When he does get to an interview, and thanks to his rickshaw-man father Subbaiah is in the know of the password that will fetch him a job at last, at long last, he ends up with the dhaanam of his job to another Raja, in his opinion more needy candidate. And as if this was not enough, for a month he is giving his people to understand that he has taken the job. And because he has no degree in social work, meaning he is not qualified to do his job, what with our modernday obsession for specialisation, there is no place except a film script where he can be made to work.

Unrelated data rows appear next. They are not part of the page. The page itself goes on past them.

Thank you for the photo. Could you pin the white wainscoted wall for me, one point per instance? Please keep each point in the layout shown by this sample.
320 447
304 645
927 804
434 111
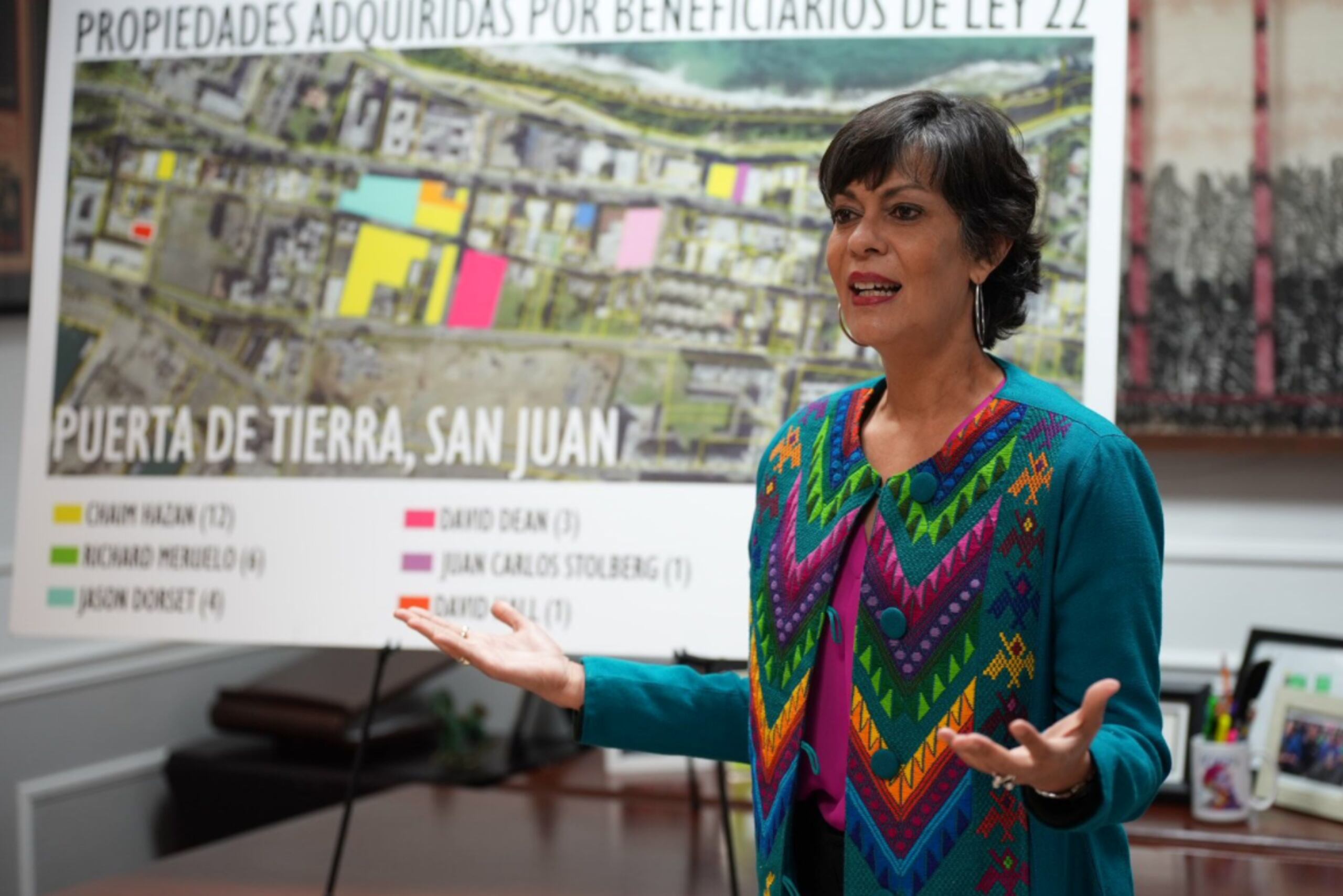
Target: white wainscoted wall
85 727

His relationship with his lady-love Sandhya, the rich and arrogant shrew, traces a flipflop graph this way. Raja cycle rickshaw is dismembered by the fury of a gang of hired goons. they drive their van over what remains of the cycle. By the time things have come to this pass, the shrew, tired after all this rickety and rumbustious ride turns a devout Tamil (Hindu) wife.

==Production==
The film was launched at Prasad Studios along with song recording.
== Soundtrack ==
Soundtrack was composed by Devendran and lyrics were written by Vairamuthu.

Track listing
| No. | Title | Singer(s) | Length |
|---|---|---|---|
| 1. | "Muthukkal Pathikkatha Kannil" | K. J. Yesudas, K. S. Chithra |  |
| 2. | "Bhoomi Yenna Bhoomi" | Malaysia Vasudevan |  |
| 3. | "Life Is Funny" | Anuradha, S. P. Balasubrahmanyam |  |
| 4. | "Ponmangani Idu Ini En Magani" | S. P. Balasubrahmanyam, K. S. Chithra, Dinesh, Soundararajan |  |
| 5. | "Vangi Vanden" | K. J. Yesudas |  |
| 6. | "Vennilavai Mudhal Naal" | S. P. Balasubrahmanyam |  |

== Release and reception ==
Uzhaithu Vaazha Vendum was released on 8 November 1988. N. Krishnaswamy of The Indian Express in his review dated 11 November 1988 called "Devendran's music, Liaqat Ali Khan's dialogues and most of all Super Subbarayan's stunt direction" as plus points.